I’ve been asked if our Council is doing enough, could we be doing more and what if our focus is misdirected. Here’s a breakdown so far of our action:
• We’ve met and put in formal requests for further financial support to the Prime Minister, Minister Wood (Transport Minister and Minister for Recovery for the Coromandel), Minister McAnulty (Emergency Management), Minister Allan (Regional Development), Minister Mahuta Minister for Recovery for the Coromandel) asking for our local and State Highways to be prioritised for investment in repairs and long-term resilience, as well as operational funding for staffing to minimise ratepayer burden.
• The Prime Minister has given me his assurance that his government was committed to the resilience of our transportation links so that communities aren’t at such risk of isolation in extreme weather as they have been.
• We’ve been lobbying Waka Kotahi/NZTA and just been advised our roading Financial Assistance Rate (FAR) has been increased from 75% to 91 % with business cases required to see whether we can get to 100% on some aspects of damage.

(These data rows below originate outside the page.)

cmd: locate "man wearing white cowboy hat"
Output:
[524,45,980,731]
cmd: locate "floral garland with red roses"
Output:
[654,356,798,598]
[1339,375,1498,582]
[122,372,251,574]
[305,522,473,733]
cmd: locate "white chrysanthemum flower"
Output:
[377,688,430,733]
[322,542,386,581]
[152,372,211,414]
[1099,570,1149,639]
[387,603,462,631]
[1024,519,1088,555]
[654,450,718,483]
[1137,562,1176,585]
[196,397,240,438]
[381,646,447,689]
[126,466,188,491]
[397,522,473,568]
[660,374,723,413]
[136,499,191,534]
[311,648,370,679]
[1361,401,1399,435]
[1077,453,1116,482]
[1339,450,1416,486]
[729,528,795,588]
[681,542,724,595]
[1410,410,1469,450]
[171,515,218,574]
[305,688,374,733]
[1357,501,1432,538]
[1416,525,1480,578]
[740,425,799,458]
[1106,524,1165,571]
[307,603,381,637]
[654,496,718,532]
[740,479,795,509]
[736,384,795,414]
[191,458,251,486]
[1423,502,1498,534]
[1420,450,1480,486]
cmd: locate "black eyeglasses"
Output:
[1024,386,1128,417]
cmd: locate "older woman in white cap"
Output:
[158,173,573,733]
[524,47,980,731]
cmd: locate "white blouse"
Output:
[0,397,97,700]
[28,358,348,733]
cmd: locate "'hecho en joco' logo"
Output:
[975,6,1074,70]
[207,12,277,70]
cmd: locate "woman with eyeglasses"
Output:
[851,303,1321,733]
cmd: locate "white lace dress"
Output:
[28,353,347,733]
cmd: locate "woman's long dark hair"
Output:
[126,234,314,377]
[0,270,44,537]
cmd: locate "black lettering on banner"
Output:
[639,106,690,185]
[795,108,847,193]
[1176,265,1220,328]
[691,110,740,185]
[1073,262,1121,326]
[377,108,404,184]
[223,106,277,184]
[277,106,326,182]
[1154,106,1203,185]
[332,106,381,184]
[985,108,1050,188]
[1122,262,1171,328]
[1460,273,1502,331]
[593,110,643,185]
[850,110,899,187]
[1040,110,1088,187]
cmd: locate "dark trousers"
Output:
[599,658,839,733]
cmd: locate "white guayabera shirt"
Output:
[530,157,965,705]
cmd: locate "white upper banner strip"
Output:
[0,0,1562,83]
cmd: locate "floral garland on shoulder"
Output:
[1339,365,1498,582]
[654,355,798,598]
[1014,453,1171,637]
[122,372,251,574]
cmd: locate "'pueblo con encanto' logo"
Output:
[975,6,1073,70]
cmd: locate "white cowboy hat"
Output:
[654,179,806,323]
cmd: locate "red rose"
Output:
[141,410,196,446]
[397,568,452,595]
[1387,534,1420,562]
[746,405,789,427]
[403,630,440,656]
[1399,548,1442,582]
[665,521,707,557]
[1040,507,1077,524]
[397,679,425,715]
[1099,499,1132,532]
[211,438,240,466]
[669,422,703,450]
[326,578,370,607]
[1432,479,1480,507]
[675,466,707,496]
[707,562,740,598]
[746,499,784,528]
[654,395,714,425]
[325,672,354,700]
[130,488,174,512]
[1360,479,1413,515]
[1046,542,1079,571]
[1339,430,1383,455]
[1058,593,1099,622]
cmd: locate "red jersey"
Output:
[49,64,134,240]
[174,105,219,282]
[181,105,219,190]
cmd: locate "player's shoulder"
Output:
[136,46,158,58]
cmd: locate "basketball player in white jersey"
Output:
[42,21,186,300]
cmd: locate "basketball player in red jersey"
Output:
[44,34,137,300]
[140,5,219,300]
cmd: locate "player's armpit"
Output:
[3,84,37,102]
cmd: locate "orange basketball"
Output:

That doesn’t get the roads open faster, but it does lessen the financial impact on the district.
• We’re not just pushing for repairing our damaged roads and our State Highway; we’re looking at investment from Waka Kotahi/NZTA and the government for a Transport Plan which includes what air and sea links can be put into place to keep supply lines open in the short to longer term.
• We’ve put a huge effort into immediate support for our business community. We’ve got a business support package underway that includes our Mayoral Disaster Relief Fund and the portion of the government’s $1.4 million Business Recovery Grant that our Council is administering under the Business Disaster Relief Fund. We’ll be distributing that funding over the next few weeks.
• Applications to the Mayoral Fund closed last week, and we’ve had a number of applications, and we will accordingly distribute financial support. We’ve had significant donations from the government as well as media company Stuff. We’ve also had other donations, like $20,000 from Westpac and $3,237 donated by people in Waiheke Island who have a Coromandel connection. Thank all of you for your support. These funds aren’t the end.
• We just appointed a Recovery Manager, with two key areas of work - helping develop and implement the Transport Plan - and address how we deal with disposal of rubbish and recycling and commercial waste from off the district.
There’s going to be significant levels of investment needed, particularly into our roading network. Repairs are still being done. It’s not going to be an easy or quick fix – but there is willingness and collaboration to build back - and build back better with more resilience.
There’s still a lot of work to do. If people need help, we’re still here with support from other agencies and central government. Please let us know.
Caption: TCDC's Chief Executive, Aileen Lawrie and Mayor Len Salt explain our current situation to Prime Minister Chris Hipkins.